Here’s the thing: if you’re running an invoice processing agent in production and you’re not checking whether the totals add up — that’s a problem that exists before muster enters the picture.
Any responsible engineering team validates their agent’s outputs. Not for an observability tool. For themselves. For their users. For their risk team.
# This code belongs in your codebase regardless of muster
line_items_sum = sum(item["total"] for item in result["line_items"])
subtotal_ok = abs(line_items_sum - result["stated_subtotal"]) < 0.01
Without muster, that check runs, you maybe log it somewhere, and you manually trawl through logs every few days to see if anything looks off.
muster changes what you do with the result — not what the check is.
# Same check. One extra line to tell muster about it.
muster_emit(job_id, checks=[{
"check_id": "subtotal_arithmetic",
"severity": "HIGH",
"passed": subtotal_ok,
}])
Now instead of reading logs, you get: trend charts, degradation alerts, fleet-wide pass rates, anomaly detection, and benchmarks against peers — across every agent you operate.
The unit test analogy
You don’t write unit tests for your CI system. You write them because untested code is risky. The CI system just runs them automatically and tells you when something breaks.
Same here. You don’t write quality checks for muster. You write them because unmonitored AI agents are risky. muster just aggregates the results and tells you when something degrades.

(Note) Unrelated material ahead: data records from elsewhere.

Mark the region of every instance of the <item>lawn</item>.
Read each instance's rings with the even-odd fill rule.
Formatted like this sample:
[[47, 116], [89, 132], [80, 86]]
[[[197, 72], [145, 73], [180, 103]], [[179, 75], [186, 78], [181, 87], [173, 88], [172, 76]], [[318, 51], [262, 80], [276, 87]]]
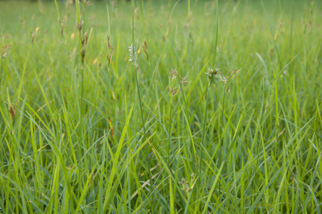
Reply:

What good output validation looks like
For an invoice processing agent
result = llm.extract(invoice_pdf_text)
checks = [
# Did we get anything?
{"check_id": "output_not_empty", "severity": "HIGH", "passed": bool(result)},
# Do the line items add up?
{"check_id": "subtotal_arithmetic", "severity": "HIGH", "passed": line_sum_ok,
"expected": str(stated_subtotal), "actual": str(computed_sum)},
# Does subtotal + tax = grand total?
{"check_id": "grand_total_arithmetic", "severity": "HIGH", "passed": grand_total_ok},
# Is the date format valid?
{"check_id": "invoice_date_valid", "severity": "MEDIUM", "passed": date_ok},
]
For a decision-making agent (loan approval, fraud flag)
decision = agent.decide(application)
checks = [
# Is the decision one of the expected values?
{"check_id": "decision_is_valid_enum", "severity": "HIGH",
"passed": decision in {"APPROVE", "REJECT", "ESCALATE"}},
# Did it explain itself?
{"check_id": "decision_has_rationale", "severity": "HIGH",
"passed": len(decision_rationale) > 50},
# Did it not refuse to answer?
{"check_id": "no_refusal_in_output", "severity": "HIGH",
"passed": "cannot" not in decision.lower() and "unable" not in decision.lower()},
]
For a document summarisation agent
summary = agent.summarise(document)
checks = [
{"check_id": "output_not_empty", "severity": "HIGH", "passed": bool(summary)},
# Is the summary meaningfully shorter than the source?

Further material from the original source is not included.